Watch John Cena Legit Get His Nose Broken On Monday Night Raw
On last night’s WWE Monday Night Raw, John Cena, the most marketed personality of the performance sport’s premiere stage, showed that the damage done in the ring can be very real. Despite his nose being brutally smashed and left looking like a pug, he proved that the show must go on.
Serving as last night’s main event on the WWE’s perennial cable flagship show Monday Night Raw, Cena put his middle-tier United States Championship title on the line, taking on the top-tier WWE World Heavyweight title holder Seth Rollins. In true villainous “heel” fashion, Rollins has been using conniving trickery and the power of the company’s big brass known as “The Authority” to extend his misbegotten title reign.

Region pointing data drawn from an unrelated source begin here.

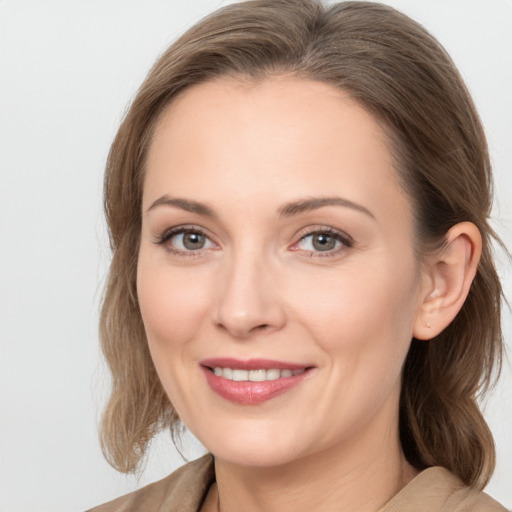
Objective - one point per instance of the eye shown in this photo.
(323, 241)
(185, 240)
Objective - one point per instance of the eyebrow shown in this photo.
(288, 210)
(314, 203)
(184, 204)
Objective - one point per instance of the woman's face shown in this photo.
(276, 277)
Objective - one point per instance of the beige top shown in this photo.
(433, 490)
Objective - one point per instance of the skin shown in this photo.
(259, 288)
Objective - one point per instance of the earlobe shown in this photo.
(449, 274)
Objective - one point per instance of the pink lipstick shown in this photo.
(254, 381)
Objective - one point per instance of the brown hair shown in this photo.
(399, 73)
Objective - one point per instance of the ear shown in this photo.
(447, 280)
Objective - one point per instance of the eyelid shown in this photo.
(346, 240)
(167, 234)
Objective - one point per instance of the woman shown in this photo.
(298, 205)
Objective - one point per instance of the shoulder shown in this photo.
(437, 490)
(183, 491)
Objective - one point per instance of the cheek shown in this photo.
(362, 316)
(172, 302)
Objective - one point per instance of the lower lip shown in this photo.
(251, 393)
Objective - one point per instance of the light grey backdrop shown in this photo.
(68, 69)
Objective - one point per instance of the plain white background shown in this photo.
(68, 69)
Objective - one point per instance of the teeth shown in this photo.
(255, 375)
(239, 375)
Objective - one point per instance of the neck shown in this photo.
(339, 478)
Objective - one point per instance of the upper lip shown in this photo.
(251, 364)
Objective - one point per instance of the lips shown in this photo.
(254, 381)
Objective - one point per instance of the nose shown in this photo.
(248, 301)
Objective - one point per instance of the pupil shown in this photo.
(193, 241)
(323, 242)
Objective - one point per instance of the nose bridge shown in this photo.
(248, 300)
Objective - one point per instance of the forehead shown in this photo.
(281, 138)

It was a true tale of the cruel, craven, King Joffrey-like champion trying to take what the determined hero proudly had, despite already owning the top prize in the business.

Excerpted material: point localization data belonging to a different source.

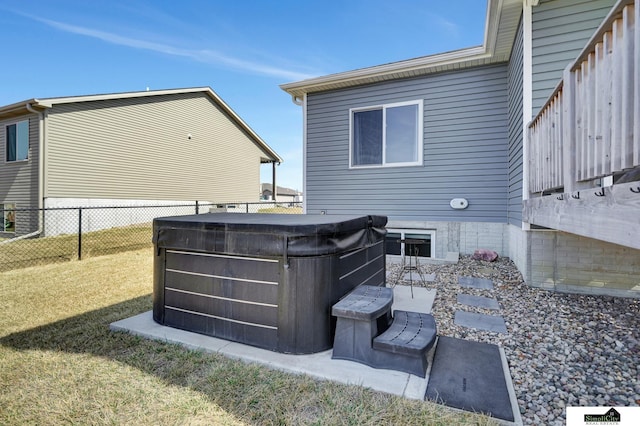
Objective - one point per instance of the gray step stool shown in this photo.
(365, 335)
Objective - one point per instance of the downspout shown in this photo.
(303, 103)
(273, 182)
(41, 124)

Storyline aside, Rollins’ undeniably amazing athletic abilities as a performer were on full display in this match. However, one such devastating demonstration included a flying knee aimed at the face of John Cena that found its mark a little too well for the performance. As it often happens in pro-wrestling when legitimate injuries occur, there was a noticeable dilatory break in the pacing of the action as the officials and Cena himself assessed the extent of the damage. However, while Cena is not currently the main champion, he is still the poster boy of the image-conscious company and sets quite the example by continuing on with the match, despite his nose being turned into a bloody, flattened mess. It’s a dramatically non-ideal sight, considering the company’s current “PG” direction, but one that’s nevertheless necessary.

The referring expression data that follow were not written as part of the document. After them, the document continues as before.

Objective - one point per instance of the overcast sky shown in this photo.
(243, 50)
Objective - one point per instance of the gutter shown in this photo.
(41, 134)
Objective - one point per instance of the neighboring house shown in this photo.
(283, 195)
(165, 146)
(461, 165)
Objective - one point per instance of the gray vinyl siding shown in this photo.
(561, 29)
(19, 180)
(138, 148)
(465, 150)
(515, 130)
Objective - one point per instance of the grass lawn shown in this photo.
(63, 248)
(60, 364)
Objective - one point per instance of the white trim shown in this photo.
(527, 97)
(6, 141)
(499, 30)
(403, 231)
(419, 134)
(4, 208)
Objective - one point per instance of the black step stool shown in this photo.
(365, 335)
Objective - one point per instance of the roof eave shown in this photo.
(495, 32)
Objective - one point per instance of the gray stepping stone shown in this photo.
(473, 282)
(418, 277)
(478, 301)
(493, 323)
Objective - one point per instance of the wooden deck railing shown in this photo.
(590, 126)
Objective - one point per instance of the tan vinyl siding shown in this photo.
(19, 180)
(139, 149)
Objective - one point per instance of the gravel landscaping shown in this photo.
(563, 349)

This is hardly the most gruesome or debilitating injury that has ever occurred in pro wrestling’s squared circle over the years. Names that will never achieve the household level of Cena’s have suffered a variety of broken bones, ripped ligaments and even long-term brain damage. However, when such incidents happen to a hugely popular, highly visible multimedia superstar such as Cena, it tends to become a teachable moment to broader audiences about the grittier aspects of the wrestling industry. With Cena especially visible these days - being memorably hilarious in a current big screen run as Amy Schumer’s jacked-up narcissistic hookup in the film Trainwreck - it drives home the point that what all wrestlers do in the ring, while obviously being a performance, is nevertheless part of a perilous profession.
Thus, the well-known fact that the “fake” sport of professional wrestling is a scripted, intricately choreographed action spectacle might be amended to appreciate what the job physically entails, rather than being some factoid that non-wrestling fans indulgently believe to be some bombshell of a secret. That appreciation can potentially continue by watching WWE Monday Night Raw when it airs year-round on Monday 8 p.m. EST on USA.